Perhaps the irony is not lost as most corrections professionals ponder this. Medication is supposed to help certain offenders, yet is widely abused. Some will trade their beneficial medicine for unrelated goods and services.

The misuse of personal medication is widespread in corrections. Inmates develop new and creative uses for these substances regularly. A review of recent practices in facilities reveals the following novel applications:

• Female inmates crushing and inhaling the antihypertensive Clonodine to ‘get high.’

• Cascara sagrada in solution (constipation medication) is obtained and used. It has a fairly high alcohol content.

• Misuse of asthma inhalers by young inmates before exercise who mistakenly think it increases endurance.

• Misuse of nutritional supplements like Ensure by young inmates in order to ‘bulk up’ when muscle-building.

• Use of HIV medication with the unfounded and erroneous belief that the medication will prevent HIV and treat it as well.

More obvious medication diversion and misuse include nicotine patches and pain medications.
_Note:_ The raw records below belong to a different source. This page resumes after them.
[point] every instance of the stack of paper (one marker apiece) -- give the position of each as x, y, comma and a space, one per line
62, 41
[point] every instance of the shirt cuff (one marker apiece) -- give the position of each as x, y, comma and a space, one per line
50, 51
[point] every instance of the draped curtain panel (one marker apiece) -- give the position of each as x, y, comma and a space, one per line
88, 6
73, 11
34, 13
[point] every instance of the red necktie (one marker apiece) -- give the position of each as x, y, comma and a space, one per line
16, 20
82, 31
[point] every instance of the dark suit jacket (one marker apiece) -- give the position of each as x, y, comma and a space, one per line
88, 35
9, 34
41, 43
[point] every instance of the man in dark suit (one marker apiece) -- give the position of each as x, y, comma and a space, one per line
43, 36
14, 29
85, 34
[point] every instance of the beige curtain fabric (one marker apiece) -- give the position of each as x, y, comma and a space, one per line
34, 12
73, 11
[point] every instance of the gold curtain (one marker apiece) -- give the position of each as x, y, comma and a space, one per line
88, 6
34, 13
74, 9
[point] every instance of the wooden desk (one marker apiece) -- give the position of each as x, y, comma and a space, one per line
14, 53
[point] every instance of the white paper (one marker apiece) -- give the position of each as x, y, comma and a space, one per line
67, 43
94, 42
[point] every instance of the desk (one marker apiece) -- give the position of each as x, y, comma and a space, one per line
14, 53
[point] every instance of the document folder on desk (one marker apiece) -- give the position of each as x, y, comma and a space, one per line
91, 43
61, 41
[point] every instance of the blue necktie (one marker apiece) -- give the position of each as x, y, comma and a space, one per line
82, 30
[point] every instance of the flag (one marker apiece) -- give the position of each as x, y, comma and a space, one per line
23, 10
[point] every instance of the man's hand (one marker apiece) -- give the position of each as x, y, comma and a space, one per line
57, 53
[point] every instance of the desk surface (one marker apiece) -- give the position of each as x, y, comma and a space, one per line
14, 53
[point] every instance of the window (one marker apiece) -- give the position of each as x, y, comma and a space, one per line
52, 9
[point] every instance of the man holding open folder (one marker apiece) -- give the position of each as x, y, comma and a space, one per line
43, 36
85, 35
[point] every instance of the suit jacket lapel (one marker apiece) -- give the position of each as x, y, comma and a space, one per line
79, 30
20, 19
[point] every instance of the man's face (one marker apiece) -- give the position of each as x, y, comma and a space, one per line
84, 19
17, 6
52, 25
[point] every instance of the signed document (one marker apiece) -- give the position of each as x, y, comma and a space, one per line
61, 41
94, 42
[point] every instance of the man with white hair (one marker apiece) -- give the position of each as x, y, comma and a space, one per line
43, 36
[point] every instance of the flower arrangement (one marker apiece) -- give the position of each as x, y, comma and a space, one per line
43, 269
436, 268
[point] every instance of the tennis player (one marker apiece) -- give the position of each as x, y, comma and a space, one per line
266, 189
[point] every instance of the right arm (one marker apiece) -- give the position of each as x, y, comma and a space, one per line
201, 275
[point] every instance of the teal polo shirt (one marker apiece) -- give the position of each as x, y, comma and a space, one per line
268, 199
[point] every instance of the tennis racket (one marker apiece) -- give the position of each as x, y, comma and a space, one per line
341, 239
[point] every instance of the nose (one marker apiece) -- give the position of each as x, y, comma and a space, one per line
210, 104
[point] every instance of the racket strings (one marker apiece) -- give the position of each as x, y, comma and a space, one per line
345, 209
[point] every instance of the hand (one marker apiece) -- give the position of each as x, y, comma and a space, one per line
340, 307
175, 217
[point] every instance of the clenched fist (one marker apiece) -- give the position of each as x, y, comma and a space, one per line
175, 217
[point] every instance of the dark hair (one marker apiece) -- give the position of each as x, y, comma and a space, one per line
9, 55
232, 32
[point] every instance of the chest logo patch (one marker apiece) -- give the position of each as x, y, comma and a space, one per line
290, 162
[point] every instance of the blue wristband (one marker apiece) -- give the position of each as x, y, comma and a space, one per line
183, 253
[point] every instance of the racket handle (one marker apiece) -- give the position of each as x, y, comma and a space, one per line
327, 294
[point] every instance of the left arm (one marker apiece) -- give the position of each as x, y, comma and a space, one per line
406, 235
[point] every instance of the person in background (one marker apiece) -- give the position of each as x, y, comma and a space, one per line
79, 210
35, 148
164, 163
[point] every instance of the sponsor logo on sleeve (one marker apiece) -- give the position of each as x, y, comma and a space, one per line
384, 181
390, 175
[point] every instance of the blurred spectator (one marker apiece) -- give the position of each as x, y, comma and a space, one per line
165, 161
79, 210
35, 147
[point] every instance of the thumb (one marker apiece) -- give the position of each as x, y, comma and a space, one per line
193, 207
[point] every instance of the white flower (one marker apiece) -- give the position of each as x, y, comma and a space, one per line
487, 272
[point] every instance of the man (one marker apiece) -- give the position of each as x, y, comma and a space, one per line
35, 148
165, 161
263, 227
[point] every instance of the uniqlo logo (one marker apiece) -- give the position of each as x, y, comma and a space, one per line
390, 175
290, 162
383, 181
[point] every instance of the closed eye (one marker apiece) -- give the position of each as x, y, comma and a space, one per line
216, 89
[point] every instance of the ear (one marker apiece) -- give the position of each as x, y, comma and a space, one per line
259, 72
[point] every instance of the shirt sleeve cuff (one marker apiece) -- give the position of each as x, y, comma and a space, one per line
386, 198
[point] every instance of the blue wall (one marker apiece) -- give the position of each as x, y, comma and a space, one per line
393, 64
When narcotics are not available in the environment, other pain medications such as Tramadol (Ultram) may be utilized. Tramadol, for some reason, was not classified as a controlled substance when approved by the FDA in the 1970s.

However, prison systems should consider it as a narcotic and limit inmate access as it has opiate properties and has high potential for abuse.

Reducing medical contraband
Below are some tips to help you reduce contraband in your facility:

• Work with health care staff to continually identify high-value medical contraband in your setting.

• Be particularly mindful of the medications that can be KOP (keep on person) in your facility.

• Institute a rigorous medication check program if your facility uses a KOP process. Inmates should only have in their possession medications still in identifiable cards with their name on it.

• Help new medical staff learn the ropes quickly. When doctors and nurses enter the system from the outside, they typically are not used to viewing medication, medical equipment and treatment supplies as potential contraband. New physicians, in particular, will be tested by the inmate population on how easily they can be maneuvered into ordering valued medications, medication exemptions (low bunks, special shoes) or unnecessary treatment materials (special creams or nutritionals).

A contraband item does not necessarily need to be a weapon in order for it to be dangerous to offenders and staff.

Certainly, the trade of medications is less directly perilous than a ten-inch-shank. But the exchange of goods and services that surround medication is staggering.

Many offenders go to great lengths to protect their illicit commerce. As the old saying goes, little things mean a lot. In the world of illegal trade in medicine, little things are often of significant worth and spawn many battles.